The trial of Robert William Pickton opens Monday on charges he killed several of the more than 60 women from Vancouver's Downtown Eastside who have disappeared — and a retired city police officer says it could all happen again.

Pickton is accused of murdering 26 women whose remains were found on the Port Coquitlam farm he co-owns with his brother and sister, although the trial starting Monday will only deal with six of those charges.

Former Vancouver police constable Dave Dickson walked the Downtown Eastside for 25 years. In retirement, he signed on with the local Neighbourhood Safety Office. Not much has changed in the area, he said.

"I am here sometime around five o'clock in the morning. I got condoms and chocolate bars. Most of them haven't eaten for a couple of days, and they are certainly in dire need of a cigarette," he told CBC News.

Dickson is now working to improve safety for women who are desperately addicted to drugs.

He remembers putting together the first police list of missing women in 1997. He said it was hard to prove something had happened to them.

"The final straw was going to social services, if they were collecting a cheque … Everything started to indicate there was something wrong, because they weren't picking up their cheques."

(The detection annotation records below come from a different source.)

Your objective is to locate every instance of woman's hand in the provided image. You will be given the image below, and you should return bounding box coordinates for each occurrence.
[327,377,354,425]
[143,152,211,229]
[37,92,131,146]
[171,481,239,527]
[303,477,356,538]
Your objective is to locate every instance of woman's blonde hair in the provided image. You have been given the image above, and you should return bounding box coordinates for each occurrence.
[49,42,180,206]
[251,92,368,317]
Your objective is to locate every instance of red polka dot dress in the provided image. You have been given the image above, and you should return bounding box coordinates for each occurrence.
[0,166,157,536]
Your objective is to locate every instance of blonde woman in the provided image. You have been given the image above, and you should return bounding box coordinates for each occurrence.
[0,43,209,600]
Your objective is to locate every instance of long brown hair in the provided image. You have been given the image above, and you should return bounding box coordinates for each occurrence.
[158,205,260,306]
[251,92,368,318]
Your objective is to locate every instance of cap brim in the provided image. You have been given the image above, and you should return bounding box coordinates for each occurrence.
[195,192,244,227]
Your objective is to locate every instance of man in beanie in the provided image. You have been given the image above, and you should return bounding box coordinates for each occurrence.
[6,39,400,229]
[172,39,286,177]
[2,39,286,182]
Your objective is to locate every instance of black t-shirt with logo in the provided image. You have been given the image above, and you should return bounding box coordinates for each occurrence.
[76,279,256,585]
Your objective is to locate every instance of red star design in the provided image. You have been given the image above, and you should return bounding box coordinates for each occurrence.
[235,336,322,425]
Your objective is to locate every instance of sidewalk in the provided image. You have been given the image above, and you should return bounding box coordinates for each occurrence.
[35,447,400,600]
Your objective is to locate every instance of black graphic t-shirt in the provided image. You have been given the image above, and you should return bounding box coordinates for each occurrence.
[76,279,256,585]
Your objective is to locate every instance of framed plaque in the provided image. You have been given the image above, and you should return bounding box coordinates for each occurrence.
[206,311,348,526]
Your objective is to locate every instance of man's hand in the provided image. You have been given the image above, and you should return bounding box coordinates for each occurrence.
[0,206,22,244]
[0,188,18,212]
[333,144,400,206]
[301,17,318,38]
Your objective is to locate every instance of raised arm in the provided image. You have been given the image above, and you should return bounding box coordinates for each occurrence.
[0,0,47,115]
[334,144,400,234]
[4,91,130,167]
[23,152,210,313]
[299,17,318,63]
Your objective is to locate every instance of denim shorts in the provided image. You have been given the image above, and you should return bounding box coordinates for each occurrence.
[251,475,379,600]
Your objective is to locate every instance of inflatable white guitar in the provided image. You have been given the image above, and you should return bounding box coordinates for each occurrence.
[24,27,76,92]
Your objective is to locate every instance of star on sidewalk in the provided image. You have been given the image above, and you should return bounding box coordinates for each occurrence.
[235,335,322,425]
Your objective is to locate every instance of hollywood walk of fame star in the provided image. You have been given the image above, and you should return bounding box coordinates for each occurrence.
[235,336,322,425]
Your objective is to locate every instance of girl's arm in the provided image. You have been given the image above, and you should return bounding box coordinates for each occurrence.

Dickson said not much has changed over the years. There are no treatment facilities for addicts, no safe havens for women and children working the street. So, he thinks, it could all happen again.

"I could come down here once a week, and pick up a girl every week for the next year, and probably no one would notice. That's the bottom line. We have different things we are trying to do better.

"But the reality is — it could happen."